Alexey Sukachev, Boxingscene

2014-05-20

Już tylko dziesięć dni zostało do ciekawej konfrontacji w wadze ciężkiej pomiędzy Aleksandrem Powietkinem (26-1, 18 KO) a Manuelem Charrem (26-1, 15 KO) w Moskwie. Zdaniem Denisa Bachtowa (37-9, 25 KO) faworyt jest tylko jeden.

Rosjanin ma skalę porównawczą. W połowie października po pięciu wyrównanych rundach z pięściarzem z Syrii reprezentującym Niemcy nie wyszedł do szóstej na skutek kontuzji. Teraz natomiast pomaga "Saszy" w sparingach do tego pojedynku. Jakie są jego wnioski?

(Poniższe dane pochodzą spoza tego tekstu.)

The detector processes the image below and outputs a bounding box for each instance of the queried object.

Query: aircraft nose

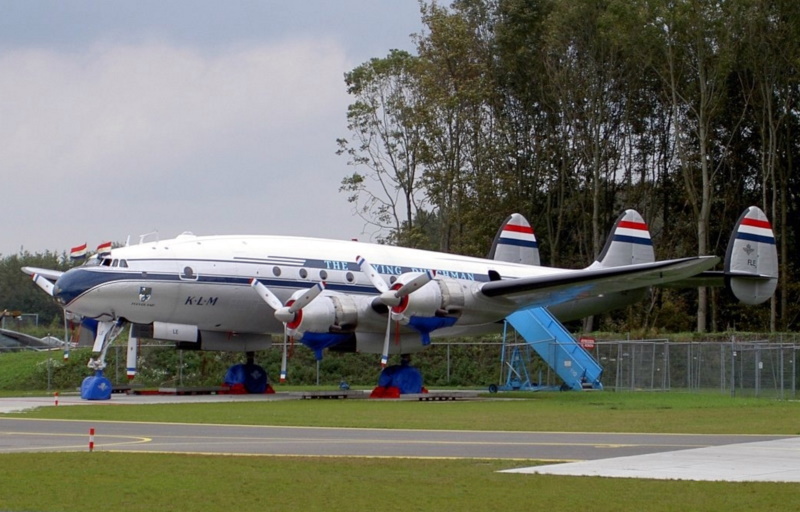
[53,268,91,305]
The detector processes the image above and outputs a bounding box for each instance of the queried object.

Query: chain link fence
[591,338,800,399]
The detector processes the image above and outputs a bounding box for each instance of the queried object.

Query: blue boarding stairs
[506,308,603,391]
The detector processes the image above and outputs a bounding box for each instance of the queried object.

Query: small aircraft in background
[22,207,778,398]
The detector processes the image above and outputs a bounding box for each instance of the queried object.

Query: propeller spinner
[250,278,325,383]
[356,256,436,368]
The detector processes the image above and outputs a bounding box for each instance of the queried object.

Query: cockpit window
[83,256,100,267]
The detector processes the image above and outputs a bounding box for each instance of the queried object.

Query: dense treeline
[0,251,72,332]
[339,0,800,331]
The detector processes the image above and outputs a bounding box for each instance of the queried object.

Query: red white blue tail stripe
[497,220,539,249]
[97,242,111,256]
[69,244,87,260]
[614,220,653,245]
[736,214,775,245]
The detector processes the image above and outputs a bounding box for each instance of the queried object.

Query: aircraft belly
[173,283,274,333]
[547,289,648,322]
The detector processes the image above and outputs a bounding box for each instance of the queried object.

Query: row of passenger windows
[91,258,397,284]
[272,266,397,284]
[89,258,128,268]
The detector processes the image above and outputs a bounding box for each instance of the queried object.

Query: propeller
[250,278,325,383]
[356,256,436,368]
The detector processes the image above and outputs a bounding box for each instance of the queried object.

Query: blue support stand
[81,370,112,400]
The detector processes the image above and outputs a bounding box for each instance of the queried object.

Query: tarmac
[0,393,800,482]
[503,437,800,482]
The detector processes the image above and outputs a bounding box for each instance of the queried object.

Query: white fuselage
[55,235,632,352]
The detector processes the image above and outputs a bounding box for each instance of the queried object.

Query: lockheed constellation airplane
[23,207,778,398]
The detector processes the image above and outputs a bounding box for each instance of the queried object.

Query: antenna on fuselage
[139,230,158,245]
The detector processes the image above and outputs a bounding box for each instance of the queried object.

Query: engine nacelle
[392,274,465,323]
[287,291,385,336]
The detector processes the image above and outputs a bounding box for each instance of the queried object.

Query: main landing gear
[225,352,275,394]
[81,319,125,400]
[369,354,428,398]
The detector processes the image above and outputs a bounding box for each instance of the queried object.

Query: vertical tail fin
[489,213,539,266]
[725,206,778,304]
[591,210,655,268]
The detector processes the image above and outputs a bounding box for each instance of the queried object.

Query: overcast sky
[0,0,422,255]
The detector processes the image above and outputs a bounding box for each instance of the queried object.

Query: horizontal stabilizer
[725,206,778,304]
[22,267,64,282]
[480,256,719,307]
[489,213,539,266]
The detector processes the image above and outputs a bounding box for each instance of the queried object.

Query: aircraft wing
[480,256,719,307]
[22,267,64,281]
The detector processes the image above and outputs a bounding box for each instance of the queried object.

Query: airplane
[22,206,778,398]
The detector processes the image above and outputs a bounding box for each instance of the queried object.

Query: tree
[337,50,424,246]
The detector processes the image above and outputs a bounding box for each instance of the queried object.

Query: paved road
[0,418,778,461]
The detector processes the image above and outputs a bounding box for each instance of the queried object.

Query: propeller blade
[356,256,389,293]
[381,315,392,368]
[31,274,55,297]
[289,281,325,314]
[281,326,289,384]
[250,278,283,311]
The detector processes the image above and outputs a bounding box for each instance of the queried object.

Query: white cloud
[0,40,368,254]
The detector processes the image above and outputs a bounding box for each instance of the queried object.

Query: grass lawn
[7,392,800,435]
[0,392,800,512]
[0,453,800,512]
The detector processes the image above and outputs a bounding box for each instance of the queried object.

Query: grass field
[10,392,800,435]
[0,392,800,512]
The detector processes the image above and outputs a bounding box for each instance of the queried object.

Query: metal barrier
[592,338,800,399]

- Aleksander jest absolutnym faworytem. Trenujemy razem, więc wiem dobrze o czym mówię. Moim zdaniem Powietkin zwycięży przed czasem do końca czwartego starcia - stwierdził dawny rywal Andrzeja Wawrzyka.

- Podczas walki z Niemcem doznałem kontuzji barku. Pozostałem na stołku, bo gdybym zrobił inaczej, prawdopodobnie byłby to mój ostatni występ w karierze. Charrowi brakuje siły, mocy i odwagi. Chce być odbierany jako agresor w walce, lecz w rzeczywistości nim nie jest. On jest bardziej aktorem niż pięściarzem - dodał Bachtow, który negocjuje swój udział podczas imprezy w Moskwie.

Przypomnijmy, iż w ostatniej walce na początku października Powietkin utracił pas WBA Regular wagi ciężkiej po punktowej porażce z Władimirem Kliczko.